# pleco help



## tom g (Jul 8, 2009)

has anyone ever seen a pleco on his back and not sucking to anything he almost looks dead but when i go to chk on him he rushes off as if nothing has happened 
i am trying to get a pic but everytime i get cam he goes back to normal activity 
is something wrong should i be concerened ...


----------



## Hitch (Apr 26, 2009)

when you say not sucking onto anything, do you mean it is on its back at the bottom of the tank? sometimes, I do see some plecos (BNs mostly) who will come off the glass for a bit but still lean on a plant that is vertically adjacent to the glass (seems like it got bored of sucking and wanted a rest).

How often does this happen?

what pleco is it?

water temp?

water parameters?

tank mates?

diet?

other behaviours? (when it is stuck on glass, where abouts does it usually suck onto; more skittish than usual; out more often; etc)

physical appearance? (size, shape, colour and condition of stomach; colour of underside of mouth part/gill; abnormalities with anal area; etc)

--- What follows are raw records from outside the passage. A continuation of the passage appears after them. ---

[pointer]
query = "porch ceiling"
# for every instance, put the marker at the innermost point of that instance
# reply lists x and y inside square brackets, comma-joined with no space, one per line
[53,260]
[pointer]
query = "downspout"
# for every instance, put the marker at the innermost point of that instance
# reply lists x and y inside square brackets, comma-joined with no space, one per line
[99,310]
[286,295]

but at this point, I really cant tell you much.


----------



## Jackson (Jan 30, 2009)

This is a normal thing to see. They're just relaxing. Though I would be worried if the plec does this out in the open. They usually do this when they feel really safe. 
Majority of mine do this from time to time.


----------



## endi (Mar 30, 2008)

what pleco is it? i've seen it before but not common for them to do that


----------



## Jackson (Jan 30, 2009)

endi said:


> what pleco is it? i've seen it before but not common for them to do that


It actually is if the fish is very comfortable in their environment. More common for larger species though.


----------



## coldmantis (Apr 5, 2010)

my 6" bushy nose male does this all the time, I usually tap the glass when I pass by to make sure hes still alive. But he does this in his pot not out in the open.


----------